OPINION: So considerably more men are going through anger management programmes in South Canterbury than was the case a decade ago.
That's one of those statements that could be used to support different perspectives on domestic violence, without the proper context around it. It could be argued that such an increase meant the problem was growing, but it could just as easily be viewed as an indication that increased awareness of the problem had led to more cases being identified, resulting in the increased numbers of those going through the programmes.
It's the context that we need to examine such issues properly, and it was provided in our lead story yesterday. In the year to June, 90 men referred themselves to programmes under the auspices of the South Canterbury Violence Intervention Project (SCVIP). That was out of a total of 162 men on such programmes, meaning 56 per cent of those on the programmes were self-referred.
What that says about how many men there are in South Canterbury who have issues in managing their anger, and how that might feed into actual incidents of domestic violence, is not absolutely clear, but it certainly does indicate that more and more of the men who struggle with such problems are confronting them.
SCVIP manager Allan Walker told the Herald public campaigns like "It's Not OK" had contributed to self-referrals. The White Ribbon campaign, which specifically targets violence against women, will no doubt have helped as well, with prominent men in local communities often featured wearing the campaign's ribbons.
Like so many societal problems, bringing them out into the light is usually the best way to address them.

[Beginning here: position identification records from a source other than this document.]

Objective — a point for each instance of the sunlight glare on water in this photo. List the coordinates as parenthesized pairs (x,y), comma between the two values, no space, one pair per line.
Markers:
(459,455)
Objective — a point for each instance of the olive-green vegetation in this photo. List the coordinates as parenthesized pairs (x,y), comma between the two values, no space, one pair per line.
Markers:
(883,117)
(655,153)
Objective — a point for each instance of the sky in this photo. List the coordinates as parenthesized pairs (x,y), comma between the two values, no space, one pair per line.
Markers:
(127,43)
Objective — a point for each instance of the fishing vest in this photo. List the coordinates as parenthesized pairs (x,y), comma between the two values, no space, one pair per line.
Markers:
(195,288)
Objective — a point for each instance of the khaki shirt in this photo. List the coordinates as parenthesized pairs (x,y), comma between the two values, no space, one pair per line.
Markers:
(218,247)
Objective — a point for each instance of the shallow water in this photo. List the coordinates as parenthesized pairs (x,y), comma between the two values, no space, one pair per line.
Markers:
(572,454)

The front of the SCVIP leaflet features a question that, for those who do struggle with the issue, would be decidely confronting: "Is your anger/violence hurting others and yourself?"
It's not that different a question from "Is your drinking hurting others and yourself?" In both cases, though, an answer in the affirmative would not be easy to give, but would be the undoubted first step towards addressing that problem.
So the fact that in the year to June, 90 men in South Canterbury had the intestinal fortitude to answer yes to that question is one that should encourage us. It won't have been easy, it will have been shaming, in the same way that standing up and telling a group "My name is X and I am an alcoholic" would be.
But it means they've started down the road to a solution. If more men having the guts to do that means an increase in the overall numbers on such programmes, we should see that as a positive thing.